Cross-Skill Data Passing

Format

Skills pass structured data via HTML comment blocks appended to the end of reports:

<!-- SKILL_NAME_OUTPUT
key1: value1
key2:
  - item1
  - item2
nested:
  sub_key: sub_value
-->

Rules

  1. Append-only: Output blocks are appended after the visible report
  2. YAML format: Content inside comment blocks uses YAML syntax
  3. Namespaced: Each skill uses its own prefix (e.g., CAREER_MIRROR_OUTPUT, TECH_SPECTRUM_OUTPUT, CAREER_SIM_OUTPUT)
  4. Optional consumption: Downstream skills check for but don't require upstream outputs
  5. No circular dependencies: Data flows in one direction only

Current Data Flow (4-Skill Chain)

career-mirror → CAREER_MIRROR_OUTPUT
                    ↓
              tech-spectrum → TECH_SPECTRUM_OUTPUT
                                   ↓
                            career-sim → CAREER_SIM_OUTPUT
                                              ↓
                                        tech-compass (reads all upstreams)

Invocation Patterns

Slash Commands

Each Scene Skill registers a slash command:

Command Skill
/career-mirror Career introspection
/tech-spectrum AI disruption positioning
/career-sim Divergent career path simulation
/tech-compass Action planning

Natural Language Triggers

Each SKILL.md defines natural language trigger patterns. Examples:

  • "analyze my career" → career-mirror
  • "where do I stand with AI" → tech-spectrum
  • "what are my career options" → career-sim
  • "what should I learn next" → tech-compass

Chain Invocation

Users can trigger the full chain:

  • Run /career-mirror first
  • Then /tech-spectrum (auto-detects career-mirror output)
  • Then /career-sim (auto-detects both upstream outputs)
  • Then /tech-compass (auto-detects all upstream outputs, aligns to chosen path)

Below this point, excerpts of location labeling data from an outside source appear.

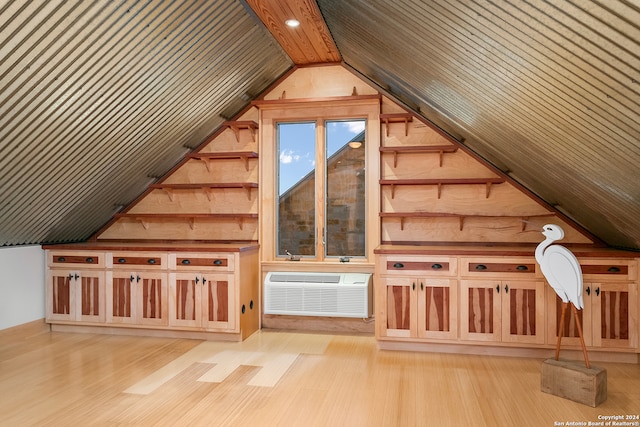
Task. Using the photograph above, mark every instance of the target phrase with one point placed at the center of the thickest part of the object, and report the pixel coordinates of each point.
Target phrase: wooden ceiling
(308, 43)
(100, 99)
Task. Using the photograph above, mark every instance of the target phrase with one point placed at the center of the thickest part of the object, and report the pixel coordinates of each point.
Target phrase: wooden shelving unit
(207, 188)
(237, 126)
(146, 218)
(488, 182)
(416, 149)
(405, 118)
(404, 215)
(209, 157)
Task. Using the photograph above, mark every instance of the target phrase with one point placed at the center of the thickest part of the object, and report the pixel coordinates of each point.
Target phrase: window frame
(365, 108)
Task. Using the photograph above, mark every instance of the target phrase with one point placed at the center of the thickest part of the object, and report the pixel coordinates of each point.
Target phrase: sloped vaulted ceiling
(97, 99)
(548, 91)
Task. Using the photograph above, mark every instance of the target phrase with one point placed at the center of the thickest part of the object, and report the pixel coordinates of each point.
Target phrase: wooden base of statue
(570, 380)
(574, 381)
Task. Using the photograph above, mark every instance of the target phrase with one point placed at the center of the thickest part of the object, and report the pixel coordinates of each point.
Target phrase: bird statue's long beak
(524, 230)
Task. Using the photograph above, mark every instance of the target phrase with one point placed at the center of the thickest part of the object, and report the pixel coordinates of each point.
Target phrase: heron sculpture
(562, 270)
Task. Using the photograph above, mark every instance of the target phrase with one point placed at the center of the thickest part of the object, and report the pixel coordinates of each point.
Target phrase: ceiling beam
(308, 43)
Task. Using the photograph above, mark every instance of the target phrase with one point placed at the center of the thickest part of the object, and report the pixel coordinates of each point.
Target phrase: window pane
(296, 188)
(345, 188)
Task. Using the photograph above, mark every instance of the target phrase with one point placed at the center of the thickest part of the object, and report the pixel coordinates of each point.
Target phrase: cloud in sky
(288, 156)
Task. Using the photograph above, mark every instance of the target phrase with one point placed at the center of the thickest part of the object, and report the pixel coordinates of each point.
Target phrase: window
(320, 197)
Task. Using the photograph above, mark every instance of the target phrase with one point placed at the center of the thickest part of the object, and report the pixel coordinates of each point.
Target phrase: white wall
(22, 285)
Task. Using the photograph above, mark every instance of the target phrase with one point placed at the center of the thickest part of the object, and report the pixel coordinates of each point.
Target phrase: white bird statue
(563, 273)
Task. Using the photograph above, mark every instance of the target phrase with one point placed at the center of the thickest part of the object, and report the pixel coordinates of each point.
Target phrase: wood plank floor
(276, 379)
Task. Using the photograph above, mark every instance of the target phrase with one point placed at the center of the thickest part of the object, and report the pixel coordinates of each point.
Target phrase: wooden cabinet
(502, 311)
(501, 303)
(213, 293)
(502, 300)
(75, 287)
(137, 288)
(609, 318)
(418, 298)
(202, 292)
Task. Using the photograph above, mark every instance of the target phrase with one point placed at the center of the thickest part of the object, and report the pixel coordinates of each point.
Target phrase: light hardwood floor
(276, 379)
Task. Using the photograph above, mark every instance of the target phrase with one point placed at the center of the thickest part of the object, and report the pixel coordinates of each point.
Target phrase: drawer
(441, 266)
(201, 261)
(608, 269)
(76, 259)
(499, 267)
(138, 260)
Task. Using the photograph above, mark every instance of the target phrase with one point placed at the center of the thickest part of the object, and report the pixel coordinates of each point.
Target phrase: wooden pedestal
(574, 381)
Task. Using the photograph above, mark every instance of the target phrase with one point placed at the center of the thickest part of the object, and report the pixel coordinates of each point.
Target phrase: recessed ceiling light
(292, 23)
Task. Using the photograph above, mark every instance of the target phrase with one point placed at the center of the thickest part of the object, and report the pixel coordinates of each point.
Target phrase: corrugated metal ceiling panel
(546, 90)
(99, 98)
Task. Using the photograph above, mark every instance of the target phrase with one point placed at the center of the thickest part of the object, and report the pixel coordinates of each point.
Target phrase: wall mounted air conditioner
(319, 294)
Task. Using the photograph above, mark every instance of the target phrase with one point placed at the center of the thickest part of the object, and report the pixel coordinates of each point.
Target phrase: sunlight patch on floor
(273, 352)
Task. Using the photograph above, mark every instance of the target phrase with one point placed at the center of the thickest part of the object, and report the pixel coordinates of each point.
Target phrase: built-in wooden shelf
(146, 218)
(440, 149)
(208, 157)
(237, 126)
(488, 182)
(405, 118)
(207, 188)
(404, 215)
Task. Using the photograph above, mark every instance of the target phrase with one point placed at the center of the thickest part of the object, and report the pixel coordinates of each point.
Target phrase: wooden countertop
(580, 251)
(176, 246)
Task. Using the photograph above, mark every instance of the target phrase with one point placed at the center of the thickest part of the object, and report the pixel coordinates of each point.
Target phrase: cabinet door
(151, 299)
(400, 310)
(480, 310)
(61, 294)
(75, 295)
(185, 302)
(90, 297)
(218, 302)
(121, 297)
(437, 314)
(523, 311)
(613, 307)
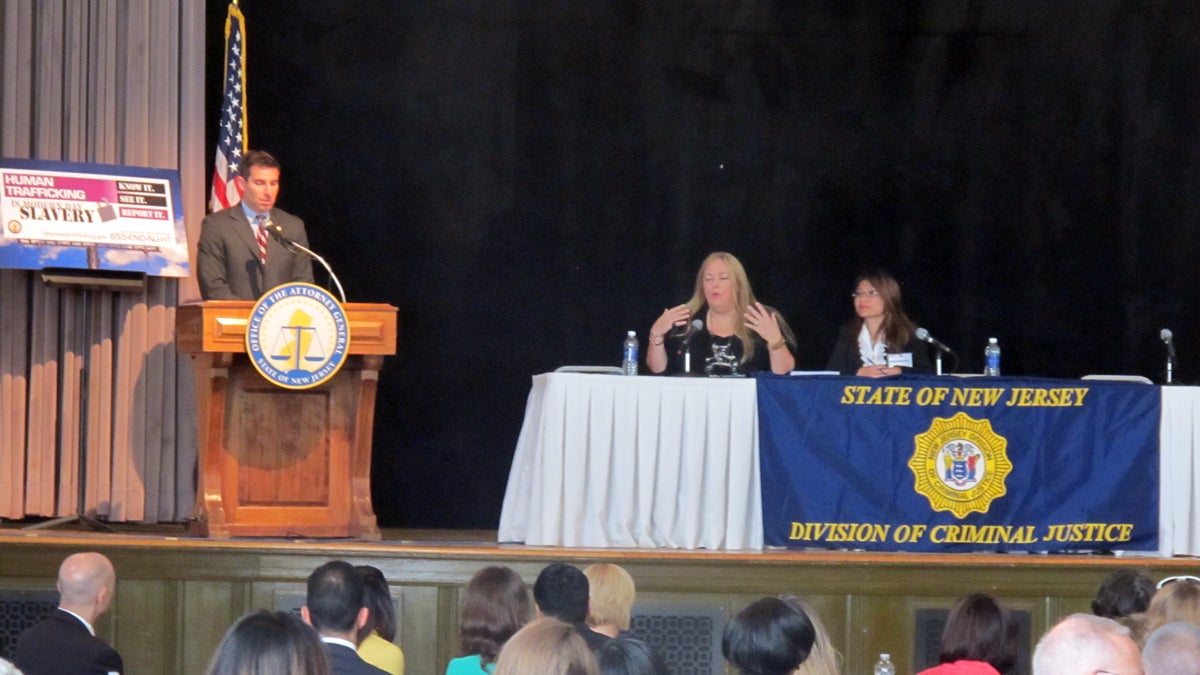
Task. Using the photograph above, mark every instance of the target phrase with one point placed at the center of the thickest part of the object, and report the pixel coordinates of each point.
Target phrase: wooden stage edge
(177, 595)
(481, 544)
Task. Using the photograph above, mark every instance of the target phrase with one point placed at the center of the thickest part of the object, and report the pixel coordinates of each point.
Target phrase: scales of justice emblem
(298, 335)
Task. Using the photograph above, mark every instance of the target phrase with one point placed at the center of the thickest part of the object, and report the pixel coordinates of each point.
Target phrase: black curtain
(528, 180)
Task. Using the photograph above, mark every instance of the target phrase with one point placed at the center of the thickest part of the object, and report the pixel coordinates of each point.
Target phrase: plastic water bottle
(991, 358)
(883, 665)
(630, 364)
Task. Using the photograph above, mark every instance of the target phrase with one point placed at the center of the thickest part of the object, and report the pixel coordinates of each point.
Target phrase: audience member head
(495, 607)
(270, 643)
(1176, 599)
(562, 591)
(769, 637)
(1084, 644)
(1125, 592)
(981, 628)
(629, 656)
(1173, 650)
(87, 583)
(377, 598)
(335, 603)
(546, 646)
(823, 658)
(611, 592)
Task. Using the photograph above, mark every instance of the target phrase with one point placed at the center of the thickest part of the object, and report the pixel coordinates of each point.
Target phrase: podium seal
(298, 335)
(960, 465)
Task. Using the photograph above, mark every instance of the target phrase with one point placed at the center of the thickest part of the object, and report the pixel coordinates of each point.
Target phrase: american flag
(232, 135)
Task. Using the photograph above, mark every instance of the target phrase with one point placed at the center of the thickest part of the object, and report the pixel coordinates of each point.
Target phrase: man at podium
(239, 258)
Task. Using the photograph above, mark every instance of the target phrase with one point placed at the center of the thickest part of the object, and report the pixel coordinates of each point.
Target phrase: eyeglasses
(1174, 579)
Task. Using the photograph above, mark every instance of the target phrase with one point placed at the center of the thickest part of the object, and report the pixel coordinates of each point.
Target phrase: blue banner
(939, 464)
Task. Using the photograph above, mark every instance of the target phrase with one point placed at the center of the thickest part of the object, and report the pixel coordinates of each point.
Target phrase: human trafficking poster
(91, 216)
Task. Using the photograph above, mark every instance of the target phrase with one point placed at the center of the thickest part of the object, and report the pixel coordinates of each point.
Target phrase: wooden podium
(275, 461)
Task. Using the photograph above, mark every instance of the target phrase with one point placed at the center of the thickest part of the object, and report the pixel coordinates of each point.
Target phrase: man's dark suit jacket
(61, 645)
(348, 662)
(227, 258)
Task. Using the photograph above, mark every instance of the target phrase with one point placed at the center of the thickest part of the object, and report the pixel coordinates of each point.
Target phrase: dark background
(526, 180)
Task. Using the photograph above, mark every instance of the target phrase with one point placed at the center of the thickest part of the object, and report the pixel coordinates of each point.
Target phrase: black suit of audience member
(63, 644)
(335, 605)
(348, 662)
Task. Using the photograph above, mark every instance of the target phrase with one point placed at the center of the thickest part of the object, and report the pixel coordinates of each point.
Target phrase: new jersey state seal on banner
(298, 335)
(960, 464)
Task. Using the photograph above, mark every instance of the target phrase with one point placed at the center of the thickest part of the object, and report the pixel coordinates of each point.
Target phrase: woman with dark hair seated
(629, 656)
(979, 639)
(881, 339)
(377, 638)
(769, 637)
(270, 643)
(496, 604)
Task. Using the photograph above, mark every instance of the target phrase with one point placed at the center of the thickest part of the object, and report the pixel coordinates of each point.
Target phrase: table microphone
(923, 335)
(1165, 335)
(695, 327)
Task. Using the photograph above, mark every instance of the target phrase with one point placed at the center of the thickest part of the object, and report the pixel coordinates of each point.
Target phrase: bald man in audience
(66, 643)
(1173, 649)
(1084, 644)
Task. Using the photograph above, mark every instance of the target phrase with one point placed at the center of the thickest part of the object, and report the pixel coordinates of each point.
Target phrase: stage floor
(457, 543)
(177, 593)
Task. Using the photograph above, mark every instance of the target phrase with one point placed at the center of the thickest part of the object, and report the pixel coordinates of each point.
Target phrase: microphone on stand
(277, 232)
(1165, 335)
(695, 327)
(923, 335)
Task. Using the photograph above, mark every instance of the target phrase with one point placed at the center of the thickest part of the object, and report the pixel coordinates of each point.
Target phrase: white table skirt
(612, 461)
(606, 460)
(1179, 484)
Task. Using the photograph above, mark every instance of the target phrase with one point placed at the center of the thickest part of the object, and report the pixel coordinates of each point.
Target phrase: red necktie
(262, 238)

Or run any skill independently — each degrades gracefully without upstream data.

Constraints for All Scene Skills

  1. Evidence-first: Every claim must reference specific profile data or state the basis
  2. Observation, not prescription (career-mirror specific): Describe what IS, not what SHOULD BE
  3. Read-only: Never suggest modifying USER.md/MEMORY.md directly
  4. Constructive framing: Present gaps as opportunities, not failures
  5. Confidence marking: Use [high]/[medium]/[low] confidence indicators
  6. Scope boundary: Each skill has a defined scope — do not overlap with other skills' domains

MCP Enhancement Path

Phase Capability Data Sources
Phase 1 (current) Pure Skill LLM knowledge only
Phase 2 MCP tools Web search, job market APIs, trend APIs
Phase 3 Data layer Structured trend database, historical tracking

Phase 2+ enhancements are additive — Phase 1 functionality is always the fallback.